Em 2008, a Bento Pedroso Construções (que em 2013 passaria a chamar-se Odebrecht Portugal) e o grupo Lena voltaram a juntar-se num consórcio. Mas desta vez o negócio nada tinha a ver com estradas, mas com barragens. As duas empresas assinavam em Bragança um contrato de 257 milhões de euros: juntas iriam construir a barragem do Baixo Sabor. José Sócrates, grande responsável pelo Programa Nacional de Barragens com Elevado Potencial Hidroelétrico, aprovado em 2007, não faltou à cerimónia. Uma reportagem feita pela VISÃO em 2014 iria retratar como mais de 300 mil árvores, inseridas então numa Zona de Proteção Especial, tinham sido abatidas para construir uma albufeira com apenas 170 megawatts mas que seria descrita como “o grande armazém de energia do Rio Douro”.

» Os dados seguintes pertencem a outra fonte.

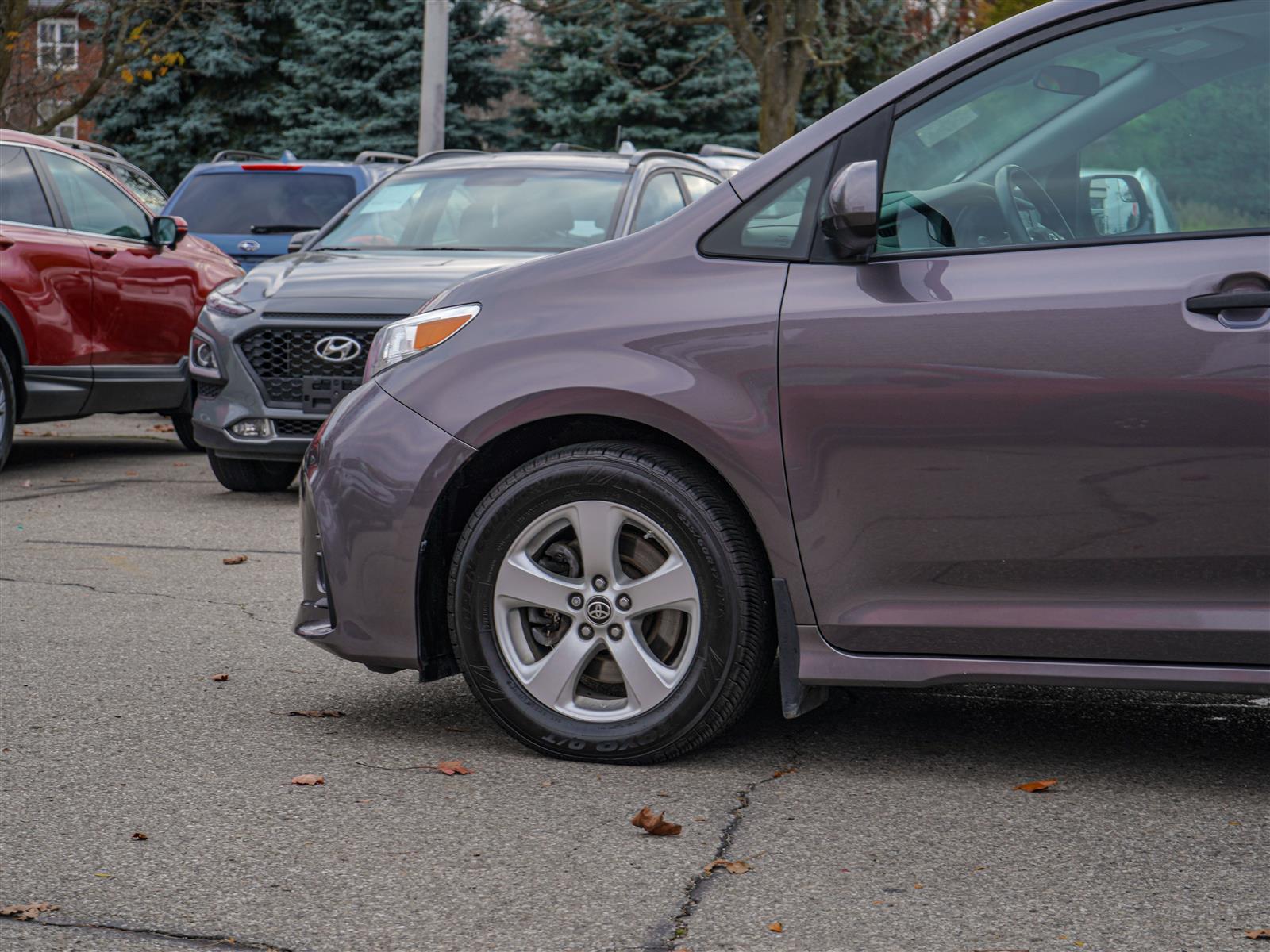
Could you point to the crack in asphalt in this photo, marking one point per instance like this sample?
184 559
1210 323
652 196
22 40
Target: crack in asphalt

Em Abril de 2016, o jornal brasileiro “O Globo” revelava em reportagem novas descobertas da Operação Lava Jato. Maria Lúcia Tavares, funcionária da Odebrecht que seria responsável por centralizar o pagamento de subornos em reais, contou aos investigadores brasileiros que a chamada “Conta Paulistinha” teria feito pagamentos relacionados com dois negócios fora do Brasil: a barragem do Baixo Sabor, em Portugal, e uma outra obra no Peru, país onde decorre a “Operação Lava Dólar” que investiga negócios intermediados por José Dirceu, o ex-ministro brasileiro que também está debaixo de suspeita na Operação Marquês devido aos negócios entre a PT e a OI.
No caso da Barragem do Baixo Sabor, a funcionária da Odebrecht relatou seis movimentos bancários na “Conta Paulistinha” entre 25 de Março e 9 de Abril de 2015 de cerca de 1 milhão de euros (3 milhões de reais). Na sequência dessa notícia, a defesa de Sócrates atribuiu totais responsabilidades na decisão da adjudicação e construção dessa barragem (entretanto já construída) à EDP, dirigida por António Mexia.
As novidades da operação Lava Jato foram o gatilho que faltava para o Grupo de Estudos de Ordenamento do Território e Ambiente (GEOTA) decidir apresentar esta quinta-feira na Procuradoria-Geral da República (PGR) uma queixa-crime por suspeitas de corrupção e tráfico de influência no âmbito do programa nacional de barragens com material recolhido nos últimos anos. Em comunicado enviado às redações, a GEOTA diz que a denúncia pede para que sejam seriamente investigadas “decisões tomadas pelos responsáveis políticos e técnicos” envolvidos na construção destas barragens, “lesivas do interesse público” e “frequentemente baseadas em informação falsa”: “A mera incompetência ou voluntarismo político não chegam para explicar. Há responsáveis, há papéis assinados”, alega a associação ambientalista.